Semantics and Spatiality of Emergent Communication

Authors: Rotem Ben Zion, Boaz Carmeli, Orr Paradise, Yonatan Belinkov

NeurIPS 2024 | Conference PDF | Archive PDF | Plain Text | LLM Run Details

Reproducibility Variable Result LLM Response
Research Type Experimental Experiments with emergent communication games validate our theoretical results. These findings demonstrate an inherent advantage of distance-based communication goals, and contextualize previous empirical discoveries. To support our findings, we run experiments on Shapes [27] and MNIST [30].
Researcher Affiliation Academia 1 Technion Israel Institute of Technology 2 UC Berkeley
Pseudocode Yes Algorithm 1 Compute message variance
Open Source Code Yes Our code is available at https://github.com/Rotem-BZ/SemanticConsistency.
Open Datasets Yes To support our theoretical findings, we run experiments on two datasets: (i) the MNIST dataset [30] contains images of a single hand-written digit; (ii) the Shapes dataset [27] contains images of an object with random shape, color and position.
Dataset Splits Yes We generate 10K data samples, split into 9088 (142 batches of 64) training samples and 896 (14 batches of 64) validation samples.
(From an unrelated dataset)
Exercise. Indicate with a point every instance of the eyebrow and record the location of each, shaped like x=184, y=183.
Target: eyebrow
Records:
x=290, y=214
The MNIST dataset [30] contains (1, 28, 28) images of hand-written digits, split into 54K training samples and 5440 validation samples.
Hardware Specification Yes The main training stage (EC) takes 4 hours on Shapes, 1.5 hours on MNIST using NVIDIA Ge Force RTX 2080 Ti.
Software Dependencies No The paper mentions Gumbel-Softmax, GRU, MLP, and transposeconvolutions as components, but does not specify version numbers for these or other software libraries (e.g., PyTorch, TensorFlow) or Python.
Experiment Setup Yes We train (during the EC phase) for 200/100 epochs with batch size 64. We use vocabulary size 10 and message length 4. Every message is full length as we do not use a special end-of-sentence token. We use a fixed temperature value of 1.0 for the Gumbel-Softmax sampling method.